TZ: Um dos mais difíceis foi o Nelson Serra. Lançava de qualquer sítio do campo com percentagens elevadíssimas. Cheguei a vê-lo lançar ao cesto em contra-ataque 1 contra 0, de meia distância. Não precisava de ir debaixo do cesto para averbar pontos. Observei jogos dele na Seleção Nacional em que todos faziam bloqueios consecutivos para ele lançar quando estavam aflitos para marcar pontos.
JC: José Luís Almeida - existia alguma diferença física e era um jogador com uma técnica muito apurada. Excelente meia distância. Bom colega.
Qual foi o treinador que mais te marcou e porquê?
TZ: Nos escalões de formação foi o Prof. Orlando da Ponte e nos seniores foi o Prof. Manuel Fernandes.
JC: Tive dois - Prof. Orlando da Ponte e Prof. Manuel Fernandes. O primeiro porque era difícil dirigir e motivar uma equipa como o Cruz Quebradense onde à partida todos os jogos seriam para perder (claro que isso não aconteceu). O Prof. Manuel Fernandes pelos seus conhecimentos técnicos e pela forma de lidar com todos aqueles jogadores muitos deles internacionais e com diferentes formas de estar e de ser.
O que motivava os jogadores daquele tempo a praticar desporto e em particular o basquetebol?
TZ: Eu passava os meses de férias da escola com os meus amigos a jogar 2x2 e 3x3. Bastava uma bola e um cesto ao ar livre. Não havia computadores, telemóveis nem internet. Combinava-mos jogos de futebol na praia de manhã e basket à tarde.
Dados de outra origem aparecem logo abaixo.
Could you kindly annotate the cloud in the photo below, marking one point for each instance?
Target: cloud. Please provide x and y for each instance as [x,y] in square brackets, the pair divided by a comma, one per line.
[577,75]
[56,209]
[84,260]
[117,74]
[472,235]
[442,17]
O basquetebol era a modalidade rainha na Cruz-Quebrada.
JC: Inicialmente, era uma distração, depois um vício, um bom vício. Mas acima de tudo era uma escola de virtudes.
O que pensa do site Planeta Basket?
TZ: É um meio ótimo de divulgação da nossa modalidade.
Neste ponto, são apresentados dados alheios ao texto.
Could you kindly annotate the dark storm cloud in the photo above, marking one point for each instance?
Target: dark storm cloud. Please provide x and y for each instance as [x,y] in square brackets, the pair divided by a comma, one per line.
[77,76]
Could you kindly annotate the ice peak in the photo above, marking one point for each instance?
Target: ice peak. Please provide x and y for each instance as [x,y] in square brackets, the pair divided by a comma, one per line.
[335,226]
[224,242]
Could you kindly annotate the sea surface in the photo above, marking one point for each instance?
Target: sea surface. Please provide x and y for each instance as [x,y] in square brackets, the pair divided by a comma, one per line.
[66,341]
JC: Excelente a forma como divulgam a modalidade e o carinho que dedicam aos “velhos“.
Por fim, deixe aqui a sua mensagem para os leitores do Site Planeta Basket:
TZ: Nunca deixem de ir aos pavilhões ver jogos de basquetebol.
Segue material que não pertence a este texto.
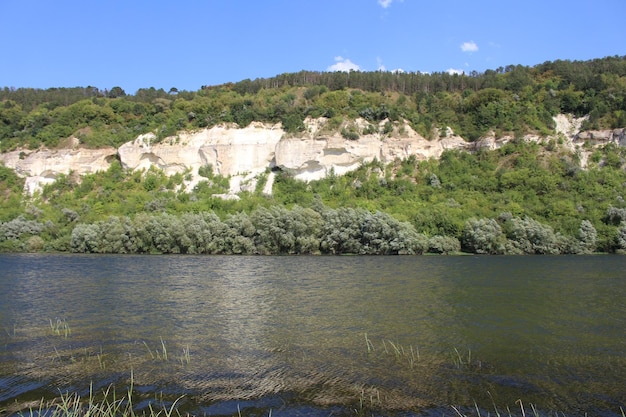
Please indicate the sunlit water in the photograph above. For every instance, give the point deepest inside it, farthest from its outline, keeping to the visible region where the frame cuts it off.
(317, 335)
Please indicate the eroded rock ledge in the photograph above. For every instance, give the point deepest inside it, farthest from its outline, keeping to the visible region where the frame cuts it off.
(243, 154)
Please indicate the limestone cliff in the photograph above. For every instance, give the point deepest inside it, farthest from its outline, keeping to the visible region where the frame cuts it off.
(243, 154)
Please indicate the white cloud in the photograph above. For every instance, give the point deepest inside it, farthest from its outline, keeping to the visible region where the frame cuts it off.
(343, 64)
(453, 71)
(469, 46)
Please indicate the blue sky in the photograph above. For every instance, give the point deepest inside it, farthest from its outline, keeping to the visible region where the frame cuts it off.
(190, 43)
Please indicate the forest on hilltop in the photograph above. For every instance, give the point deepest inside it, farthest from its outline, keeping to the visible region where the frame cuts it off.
(512, 100)
(524, 198)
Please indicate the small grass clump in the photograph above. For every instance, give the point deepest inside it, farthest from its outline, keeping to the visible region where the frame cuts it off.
(59, 327)
(109, 404)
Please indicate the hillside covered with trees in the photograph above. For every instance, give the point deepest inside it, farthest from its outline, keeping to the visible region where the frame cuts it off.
(523, 198)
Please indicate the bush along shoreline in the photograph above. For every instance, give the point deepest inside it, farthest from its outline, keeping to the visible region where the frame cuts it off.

JC: Vão as Basquete - é deprimente não só para os jogadores mas também para os antigos jogadores e adeptos verificar que os pavilhões estão “às moscas“.
Um grande abraço para todos e vemo-nos por ai!
Comentários
Saudosa dupla que fizeram sonhar algumas gerações da Cruz Quebrada e não só.
Um grande abraço amigos por manterem este espirito da SIMECQ
Cristina (Veteranas SIMECQ)
Seria um enorme prazer receber a vossa visita no actual Pavilhão "Carlos Alberto Carvalho".
Apenas acompanhei a carreira de árbitro do Tozé. Um dos melhores que cá tivemos. E continua a ser uma mais valia para os árbitros mais jovens, pois no papel de observador é dos poucos que demonstra profundo conhecimento da modalidade.
Já agora, gostei de ver a cabeleira que usava no SIMECQ
Muitos parabéns ao planetabasket por manter viva a memória destes dois bons exemplos.